Она отпила шоколаду из чашки.
– Откуда я узнала? Чтобы узнать это, я сделала самую удивительную вещь – посмотрела вам в лицо. Я видела вас раньше, сударь. Я всегда наблюдала за вашими поступками. В отличие от других, меня не так легко ввести в заблуждение новым костюмом и новым именем, хотя, должна признать, маскировка исполнена блестяще. Когда вы пришли повидать моего брата, я тотчас поняла, что мне знакомо ваше лицо, и не успокоилась, пока не догадалась. Мне показалось, что вы необыкновенно похожи на Бенджамина Уивера, но я не была уверена, пока не потанцевала с вами. Вы двигаетесь как боксер, сударь. Кроме того, всем известно, что вы поранили ногу, и, боюсь, травма вас выдает.
Я кивнул:
– Но вы ничего не рассказали брату.
– Поскольку за вами не пришли констебли, можно заключить, что брату я ничего не сказала.
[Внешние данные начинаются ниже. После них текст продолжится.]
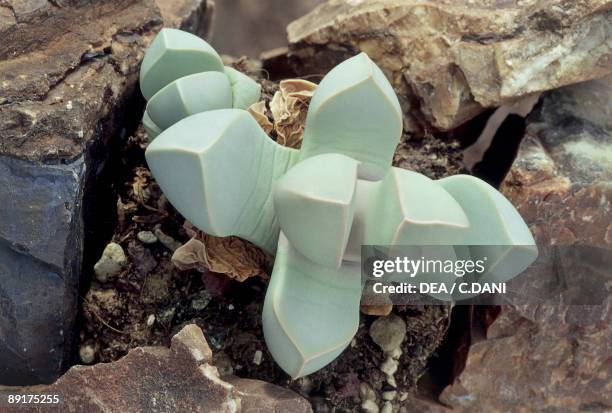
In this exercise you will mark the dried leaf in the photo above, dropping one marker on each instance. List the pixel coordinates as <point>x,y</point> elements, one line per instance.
<point>140,186</point>
<point>258,110</point>
<point>289,107</point>
<point>237,258</point>
<point>191,256</point>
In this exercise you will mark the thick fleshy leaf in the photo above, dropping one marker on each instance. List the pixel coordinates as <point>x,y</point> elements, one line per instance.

– Вы думаете, он не догадается?
– Как он может догадаться? Вряд ли он вас когда-либо видел, ну то есть одетым в ваше обычное платье. Поэтому не вижу причины, по которой он мог бы заподозрить, что вы выдаете себя за другого человека. От Херткома он узнал, что в театре скандировали имена Мелбери и Уивера. Он ругал почем зря тори и якобитов, а также евреев и старую аристократию в целом, но ни разу не упомянул вашего имени, то есть мистера Эванса. И, уверяю вас, его ничто не сдерживало.
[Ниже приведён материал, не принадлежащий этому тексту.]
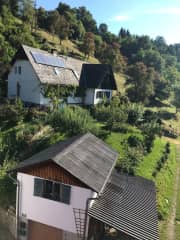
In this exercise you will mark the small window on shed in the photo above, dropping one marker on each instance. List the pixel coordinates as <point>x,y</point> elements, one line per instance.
<point>19,69</point>
<point>38,187</point>
<point>23,228</point>
<point>56,70</point>
<point>48,189</point>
– По крайней мере, это радует. Но теперь, когда вы знаете, кто я, что вы намерены делать?
– Пока не знаю, – покачала она головой. Она потянулась и положила руку, затянутую в перчатку, на мою руку чуть выше запястья. – Сначала скажите мне, зачем вы пришли к нему?
Я вздохнул:
– Не знаю, следует ли мне это делать.
– Можно, я попробую угадать?
Что-то в ее тоне меня насторожило.
– Конечно.
Она отвела взгляд, а потом посмотрела прямо мне в глаза. Ее глаза были цвета янтаря, в тон ее платью. Было видно: то, что она собиралась сказать, давалось ей нелегко.